Speech and hearing impaired people communicate with each other through sign languages. But how could a person who does not know sign language talk to them? There are several solutions nowadays, for example, type the conversation into text, or use computer vision to recognize sign language... I noticed that those current solutions are either not efficient or hard to use. Thus, I came up with this idea of using a wearable device to recognize and translate sign language. 

What it does

Voco is an assistive app that can translate sign languages into words using data from Myo, a bluetooth-connected wearable armband. We built a classifier using an SVM (support vector machine) model implemented with libsvm. This prototype was able to distinguish 6 words (HELLO, MY, NAME, TARTAN, HACKS, WHATSUP). Speech recognition was implemented using Google's Speech Recognition API to help people who don't sign communicate better with hearing and speech impaired people.

How we built it

1. Collecting data:

There are 3 kinds of raw data Myo armband provides: Gyro, accelerometer and EMG of muscle activities. For sign language recognition, Gyro data provide us with a general path of one's arm movement, EMG data is used to detect finger activities (since finger movements are connected to muscles), and accelerometer let us know when the sign starts and ends. We repeated each sign for 20 times, and collected in total data of 6 words ("tartan", "hello", "my", "name", "is", "what's up"). 

2. Data processing:

The first problem we ran into is how to standardize the data. Since people may do the same sign in different speeds, we cannot simply use the timestamps as features. Thus we interpolated each set of data into a fixed range. In addition, it is also hard to determine when the sign starts and ends. We did not find an efficient way to discriminate a sign from another when doing consecutive movements, thus we regulate that one has to put his/her hand down at the start/end of each sign. 

3. Training (SVM model)

We used LIBSVM, a library for SVM to train our data. Specifically we used the 1 vs.

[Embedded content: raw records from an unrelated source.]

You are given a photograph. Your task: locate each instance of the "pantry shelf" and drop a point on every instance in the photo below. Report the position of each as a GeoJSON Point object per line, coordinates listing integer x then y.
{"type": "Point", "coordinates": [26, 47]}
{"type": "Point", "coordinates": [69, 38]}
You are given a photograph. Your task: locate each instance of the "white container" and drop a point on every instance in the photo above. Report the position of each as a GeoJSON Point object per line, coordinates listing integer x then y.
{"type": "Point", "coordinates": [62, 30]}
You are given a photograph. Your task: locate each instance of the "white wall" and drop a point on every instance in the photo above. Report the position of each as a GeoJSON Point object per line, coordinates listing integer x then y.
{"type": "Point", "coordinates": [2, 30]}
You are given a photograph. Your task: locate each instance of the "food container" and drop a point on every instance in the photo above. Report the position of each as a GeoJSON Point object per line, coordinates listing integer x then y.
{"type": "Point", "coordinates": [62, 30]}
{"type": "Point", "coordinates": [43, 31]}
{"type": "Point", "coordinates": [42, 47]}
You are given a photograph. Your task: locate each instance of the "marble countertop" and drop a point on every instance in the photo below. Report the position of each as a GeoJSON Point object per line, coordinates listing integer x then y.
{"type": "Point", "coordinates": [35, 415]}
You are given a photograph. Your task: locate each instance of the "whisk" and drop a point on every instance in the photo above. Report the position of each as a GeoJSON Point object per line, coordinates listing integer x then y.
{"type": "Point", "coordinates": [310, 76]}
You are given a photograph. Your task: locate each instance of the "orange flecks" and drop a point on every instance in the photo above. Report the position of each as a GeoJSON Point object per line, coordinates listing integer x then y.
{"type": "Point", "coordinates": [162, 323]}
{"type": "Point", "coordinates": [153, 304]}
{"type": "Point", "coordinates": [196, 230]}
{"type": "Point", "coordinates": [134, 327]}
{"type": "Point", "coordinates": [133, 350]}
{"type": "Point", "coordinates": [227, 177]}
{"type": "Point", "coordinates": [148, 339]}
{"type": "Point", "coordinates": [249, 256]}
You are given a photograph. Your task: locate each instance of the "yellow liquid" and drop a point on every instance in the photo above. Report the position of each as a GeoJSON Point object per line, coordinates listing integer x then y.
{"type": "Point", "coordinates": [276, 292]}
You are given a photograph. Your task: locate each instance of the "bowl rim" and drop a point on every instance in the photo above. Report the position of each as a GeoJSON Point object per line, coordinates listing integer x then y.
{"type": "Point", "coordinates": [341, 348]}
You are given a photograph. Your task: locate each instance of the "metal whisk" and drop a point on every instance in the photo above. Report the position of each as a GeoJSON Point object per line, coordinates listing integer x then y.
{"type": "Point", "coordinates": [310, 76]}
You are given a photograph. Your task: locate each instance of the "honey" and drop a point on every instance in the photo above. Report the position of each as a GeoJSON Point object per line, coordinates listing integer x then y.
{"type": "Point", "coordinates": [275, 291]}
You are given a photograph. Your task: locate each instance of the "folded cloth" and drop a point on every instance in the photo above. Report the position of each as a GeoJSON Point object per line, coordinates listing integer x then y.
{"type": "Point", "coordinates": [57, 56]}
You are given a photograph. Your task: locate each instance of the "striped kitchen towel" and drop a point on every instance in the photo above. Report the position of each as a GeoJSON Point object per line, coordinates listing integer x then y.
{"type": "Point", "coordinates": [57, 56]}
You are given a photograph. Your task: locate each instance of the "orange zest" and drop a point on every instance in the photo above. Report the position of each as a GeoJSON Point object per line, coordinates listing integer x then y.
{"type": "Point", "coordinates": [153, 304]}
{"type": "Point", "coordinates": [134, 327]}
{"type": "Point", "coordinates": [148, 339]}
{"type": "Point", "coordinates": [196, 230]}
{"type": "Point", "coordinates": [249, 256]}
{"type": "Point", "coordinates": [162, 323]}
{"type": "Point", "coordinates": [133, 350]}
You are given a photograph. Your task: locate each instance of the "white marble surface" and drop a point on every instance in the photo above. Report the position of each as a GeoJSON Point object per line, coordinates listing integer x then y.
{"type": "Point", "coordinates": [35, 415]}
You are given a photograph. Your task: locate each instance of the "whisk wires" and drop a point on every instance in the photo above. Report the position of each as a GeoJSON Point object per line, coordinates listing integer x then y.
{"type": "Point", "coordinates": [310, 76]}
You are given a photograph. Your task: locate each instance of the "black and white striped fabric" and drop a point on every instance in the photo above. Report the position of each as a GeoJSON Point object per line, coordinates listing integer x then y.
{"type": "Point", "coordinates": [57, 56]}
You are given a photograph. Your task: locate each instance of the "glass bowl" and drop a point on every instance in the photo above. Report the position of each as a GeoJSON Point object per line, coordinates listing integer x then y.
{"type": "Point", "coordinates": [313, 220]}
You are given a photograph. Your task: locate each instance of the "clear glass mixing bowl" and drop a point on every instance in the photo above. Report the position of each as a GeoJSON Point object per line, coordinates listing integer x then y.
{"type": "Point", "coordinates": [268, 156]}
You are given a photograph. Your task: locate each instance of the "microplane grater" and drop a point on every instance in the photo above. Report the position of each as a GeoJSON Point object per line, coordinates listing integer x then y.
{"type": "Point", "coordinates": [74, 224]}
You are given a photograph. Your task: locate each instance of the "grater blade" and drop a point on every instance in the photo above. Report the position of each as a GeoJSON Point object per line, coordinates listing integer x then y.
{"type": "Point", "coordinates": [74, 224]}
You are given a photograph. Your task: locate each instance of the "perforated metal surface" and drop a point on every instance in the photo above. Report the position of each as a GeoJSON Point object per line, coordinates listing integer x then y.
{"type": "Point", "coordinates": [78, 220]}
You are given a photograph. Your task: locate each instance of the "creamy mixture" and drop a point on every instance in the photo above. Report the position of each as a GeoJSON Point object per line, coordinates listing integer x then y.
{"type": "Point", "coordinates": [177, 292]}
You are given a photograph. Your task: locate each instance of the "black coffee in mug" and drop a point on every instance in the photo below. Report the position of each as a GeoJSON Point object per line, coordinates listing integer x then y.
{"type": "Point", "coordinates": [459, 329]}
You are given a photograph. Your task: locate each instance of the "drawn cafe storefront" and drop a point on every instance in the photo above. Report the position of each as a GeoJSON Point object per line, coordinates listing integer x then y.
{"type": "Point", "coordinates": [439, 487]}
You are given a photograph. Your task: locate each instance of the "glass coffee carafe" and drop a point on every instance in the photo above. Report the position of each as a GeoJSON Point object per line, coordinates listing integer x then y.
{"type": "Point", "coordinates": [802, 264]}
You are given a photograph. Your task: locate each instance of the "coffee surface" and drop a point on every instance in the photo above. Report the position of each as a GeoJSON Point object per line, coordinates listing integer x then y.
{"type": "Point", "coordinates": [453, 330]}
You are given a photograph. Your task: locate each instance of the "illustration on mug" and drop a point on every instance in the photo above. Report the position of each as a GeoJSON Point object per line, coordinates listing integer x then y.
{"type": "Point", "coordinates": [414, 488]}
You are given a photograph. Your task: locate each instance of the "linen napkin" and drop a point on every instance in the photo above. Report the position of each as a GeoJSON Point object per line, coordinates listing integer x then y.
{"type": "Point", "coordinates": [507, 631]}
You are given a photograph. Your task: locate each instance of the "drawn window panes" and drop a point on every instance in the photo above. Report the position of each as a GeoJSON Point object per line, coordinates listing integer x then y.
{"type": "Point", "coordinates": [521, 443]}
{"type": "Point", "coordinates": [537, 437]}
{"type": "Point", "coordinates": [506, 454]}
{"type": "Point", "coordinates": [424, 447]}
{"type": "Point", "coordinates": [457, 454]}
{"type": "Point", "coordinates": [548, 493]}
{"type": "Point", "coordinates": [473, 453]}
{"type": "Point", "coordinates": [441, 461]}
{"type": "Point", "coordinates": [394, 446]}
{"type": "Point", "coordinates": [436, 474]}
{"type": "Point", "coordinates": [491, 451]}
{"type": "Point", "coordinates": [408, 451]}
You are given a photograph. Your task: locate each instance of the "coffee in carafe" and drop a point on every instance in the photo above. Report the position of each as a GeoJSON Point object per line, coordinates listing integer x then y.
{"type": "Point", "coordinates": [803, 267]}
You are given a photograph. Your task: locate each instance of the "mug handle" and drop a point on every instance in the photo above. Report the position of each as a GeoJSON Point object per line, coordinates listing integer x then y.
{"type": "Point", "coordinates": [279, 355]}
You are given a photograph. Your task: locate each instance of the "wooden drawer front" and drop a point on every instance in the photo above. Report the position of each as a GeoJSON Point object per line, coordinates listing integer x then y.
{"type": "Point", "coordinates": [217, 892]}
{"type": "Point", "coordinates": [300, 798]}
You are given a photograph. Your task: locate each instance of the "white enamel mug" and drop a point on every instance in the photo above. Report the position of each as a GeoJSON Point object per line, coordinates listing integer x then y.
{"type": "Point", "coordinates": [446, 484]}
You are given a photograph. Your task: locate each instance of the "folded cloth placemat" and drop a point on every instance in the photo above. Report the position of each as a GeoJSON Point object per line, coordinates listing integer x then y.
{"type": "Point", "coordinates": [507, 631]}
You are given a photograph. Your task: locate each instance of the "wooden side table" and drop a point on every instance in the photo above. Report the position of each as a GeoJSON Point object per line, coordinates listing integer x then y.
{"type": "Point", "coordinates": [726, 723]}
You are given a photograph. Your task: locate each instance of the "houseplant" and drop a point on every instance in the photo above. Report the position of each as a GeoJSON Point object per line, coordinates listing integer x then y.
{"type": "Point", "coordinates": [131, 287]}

ALL strategy and created 6 different classifiers, each with RBF kernel. Our error rate on training data set is around 0.05 and on test data set 0.06~0.07. 

4. Application

We built a prototype that integrated both "sign to text" (as described above) and "speech to text" (with Google Cloud speech recognition API) features, so that people can communicate with people with disability fluently.


Our data processing and training is successful. The error rate is low on both train and test data, and there is no significant overfitting or underfitting. And in realtime test (as in the video below), most of the time it gives the correct result.

We won the Best Social Impact Award in tartanHacks. (1 out of 65 submissions, 9 winners in total).

What's next for Voco

1. Extend the dictionary.

2. Integrate some Natural Language Processing method so that even if it classifies the word wrong, the app can still give the correct meaning by evaluating its context.

3. Explore the possibility for continuous movements.